New Year’s resolutions have become little more than a joke for many, who recognize the folly of January gym memberships that go unused by the time March arrives. This skepticism is unfortunate, for the perception of starting fresh serves as a valuable boost for many, who, through careful goal setting and community support, are able to achieve the goals they set on January 1st. Research suggests that those who make explicit goals are ten times more likely to achieve them than those who fail to do so. Thus, while the failure rate is high for New Year’s resolutions, they’re still worth making.

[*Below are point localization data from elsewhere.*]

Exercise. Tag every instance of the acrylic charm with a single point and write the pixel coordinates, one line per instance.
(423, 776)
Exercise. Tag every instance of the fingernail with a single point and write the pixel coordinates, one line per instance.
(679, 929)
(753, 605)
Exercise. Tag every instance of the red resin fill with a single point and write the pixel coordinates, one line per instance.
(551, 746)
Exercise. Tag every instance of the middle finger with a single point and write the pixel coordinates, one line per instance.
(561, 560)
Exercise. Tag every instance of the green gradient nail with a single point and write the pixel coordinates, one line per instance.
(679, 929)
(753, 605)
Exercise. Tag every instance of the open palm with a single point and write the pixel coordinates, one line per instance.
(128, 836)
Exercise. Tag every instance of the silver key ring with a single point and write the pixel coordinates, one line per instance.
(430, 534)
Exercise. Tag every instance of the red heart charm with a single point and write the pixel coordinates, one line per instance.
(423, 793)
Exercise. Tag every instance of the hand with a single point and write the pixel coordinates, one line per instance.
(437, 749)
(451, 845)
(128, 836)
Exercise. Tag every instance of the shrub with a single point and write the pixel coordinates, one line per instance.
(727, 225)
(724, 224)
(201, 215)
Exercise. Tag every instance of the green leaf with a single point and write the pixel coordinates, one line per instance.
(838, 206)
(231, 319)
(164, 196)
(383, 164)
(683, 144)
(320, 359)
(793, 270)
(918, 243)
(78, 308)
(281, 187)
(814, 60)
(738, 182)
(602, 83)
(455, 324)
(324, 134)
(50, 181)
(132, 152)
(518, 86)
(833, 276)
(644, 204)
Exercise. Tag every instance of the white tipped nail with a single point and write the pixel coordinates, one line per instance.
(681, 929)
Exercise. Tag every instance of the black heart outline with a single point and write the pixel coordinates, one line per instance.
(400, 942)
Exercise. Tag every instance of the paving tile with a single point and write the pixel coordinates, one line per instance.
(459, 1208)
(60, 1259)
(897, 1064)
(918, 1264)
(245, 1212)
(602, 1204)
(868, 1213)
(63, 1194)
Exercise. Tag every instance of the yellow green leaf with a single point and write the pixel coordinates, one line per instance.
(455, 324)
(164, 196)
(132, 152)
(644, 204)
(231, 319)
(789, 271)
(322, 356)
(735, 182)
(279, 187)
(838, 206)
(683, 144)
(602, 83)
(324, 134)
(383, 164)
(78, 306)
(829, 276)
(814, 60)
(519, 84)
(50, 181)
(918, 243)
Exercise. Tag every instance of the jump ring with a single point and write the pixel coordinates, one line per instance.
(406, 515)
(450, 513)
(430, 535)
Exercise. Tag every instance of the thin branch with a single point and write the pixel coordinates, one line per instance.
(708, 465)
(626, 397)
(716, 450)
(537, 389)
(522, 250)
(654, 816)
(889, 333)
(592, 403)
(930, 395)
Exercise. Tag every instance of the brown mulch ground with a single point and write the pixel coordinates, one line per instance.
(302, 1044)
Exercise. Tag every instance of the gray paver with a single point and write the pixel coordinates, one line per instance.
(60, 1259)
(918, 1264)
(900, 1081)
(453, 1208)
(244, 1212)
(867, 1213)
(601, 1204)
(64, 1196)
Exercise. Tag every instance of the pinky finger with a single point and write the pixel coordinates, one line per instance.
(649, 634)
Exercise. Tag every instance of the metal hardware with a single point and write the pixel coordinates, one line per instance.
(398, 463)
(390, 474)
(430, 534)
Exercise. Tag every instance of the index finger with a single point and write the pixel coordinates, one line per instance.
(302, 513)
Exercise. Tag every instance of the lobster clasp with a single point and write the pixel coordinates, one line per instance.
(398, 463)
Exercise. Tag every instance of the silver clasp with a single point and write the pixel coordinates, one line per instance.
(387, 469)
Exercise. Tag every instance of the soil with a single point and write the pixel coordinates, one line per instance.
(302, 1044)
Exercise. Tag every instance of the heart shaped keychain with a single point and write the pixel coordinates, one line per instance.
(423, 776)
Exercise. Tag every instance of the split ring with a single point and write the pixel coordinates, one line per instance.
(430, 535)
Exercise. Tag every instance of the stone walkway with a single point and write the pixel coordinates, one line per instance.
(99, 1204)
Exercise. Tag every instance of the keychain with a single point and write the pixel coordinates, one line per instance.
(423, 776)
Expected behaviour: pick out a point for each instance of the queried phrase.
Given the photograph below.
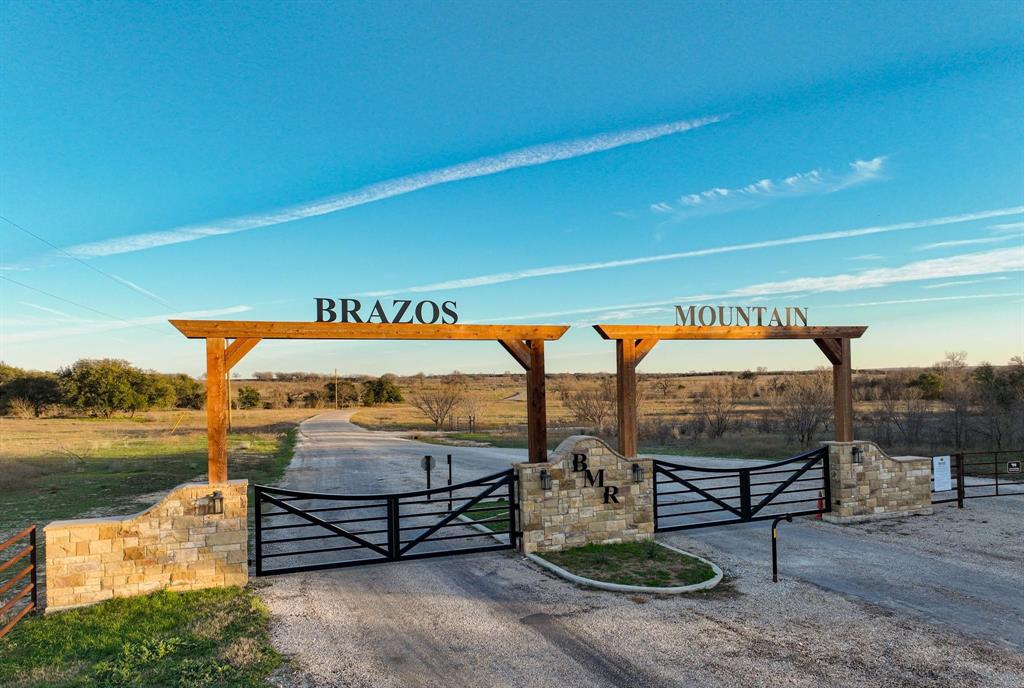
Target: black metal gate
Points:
(300, 531)
(697, 497)
(980, 474)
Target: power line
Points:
(80, 305)
(112, 277)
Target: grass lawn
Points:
(109, 468)
(643, 563)
(491, 509)
(205, 638)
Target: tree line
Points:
(98, 387)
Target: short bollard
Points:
(774, 546)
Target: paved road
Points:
(492, 619)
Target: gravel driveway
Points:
(495, 619)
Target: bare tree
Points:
(718, 404)
(592, 406)
(956, 394)
(471, 404)
(803, 403)
(438, 402)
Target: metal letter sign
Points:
(940, 469)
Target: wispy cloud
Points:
(961, 283)
(816, 181)
(140, 290)
(514, 275)
(998, 260)
(527, 157)
(967, 242)
(967, 297)
(95, 327)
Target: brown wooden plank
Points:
(519, 350)
(833, 348)
(635, 332)
(280, 330)
(643, 347)
(237, 350)
(843, 395)
(16, 536)
(626, 397)
(537, 409)
(216, 411)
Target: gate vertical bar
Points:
(393, 533)
(450, 481)
(826, 478)
(258, 524)
(35, 568)
(961, 488)
(744, 491)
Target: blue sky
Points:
(572, 163)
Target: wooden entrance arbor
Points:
(524, 342)
(633, 342)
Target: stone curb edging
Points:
(502, 538)
(620, 588)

If you’ve made and failed to keep New Year’s resolutions in the past, you might not be all that eager to begin again. But this time, you don’t have to face disappointment. The following five suggestions will help you develop realistic resolutions and actually stick with them:
1. Set Quantifiable Goals Focused on Behaviors
Ideally, goals will not just be quantifiable, but also focused on a specific behavior that you know you are capable of executing. To aim to lose a certain number of pounds or inches is admirable, but there’s only so much you can control. You can, however, control your behavior, and you’ll feel good every time you achieve a goal. An example of a quantifiable, behavior-focused goal would involve eating at least five servings of fruits and vegetables every day.
2. Set Mini-Goals and Reward Yourself For Reaching Them
Your larger goal may come to feel impossible, but if you have smaller, easier to achieve goals along the way, you may be more inclined to stick to your resolution. This will be doubly true if you promise yourself small rewards for reaching your mini-goals. According to researchers from Harvard University and the University of Southern California, even tiny, meaningless rewards have a huge impact on motivation. When you achieve a small goal and receive a small reward, you also receive a surge of dopamine, which encourages you to keep striving for additional goals.
3. Get Friends and Family Involved
Going it alone is a recipe for disappointment. Sheer motivation may provide some momentum during the month of January, but in the months following, you may struggle if you don’t have loved ones rooting you on or holding you accountable. If your resolution is to lose thirty pounds, let your loved ones know — and tell them that you’re counting on their help when you’re about to eat that extra serving or skip that much-needed trip to the gym.
A fitness partner could be your biggest tool for exercise or nutrition goals; a Kansas State University study found that the time and intensity of participants’ workouts increased by up to 200 percent when a workout partner was involved.
4. Track Your Progress Via Social Media
If you’re really looking to amp up your resolve, share your journey on social media. This approach is backed up by ample research, which indicates that the influence of peers is far more significant than that of motivational messages found online. A University of Pennsylvania study found that those placed in small networks fared better than those bombarded with inspirational messages.
Social media is most effective when used to form deeper relationships, so join a weight loss group or share your progress with your followers. Don’t limit your social media involvement to your successes — let your followers know when you’re struggling. Their encouragement will lift your spirits when you’re about to give up.
5. Accept Lapses and Move On
Far too many people ditch their resolutions for good, simply because they’ve given in to temptation once or twice. Accept early on that lapses will happen — and forgive yourself. New Year’s resolutions aren’t about perfection, but rather, about changing problematic behaviors over time. If you are in better shape at the end of the year, you can consider your resolution a success.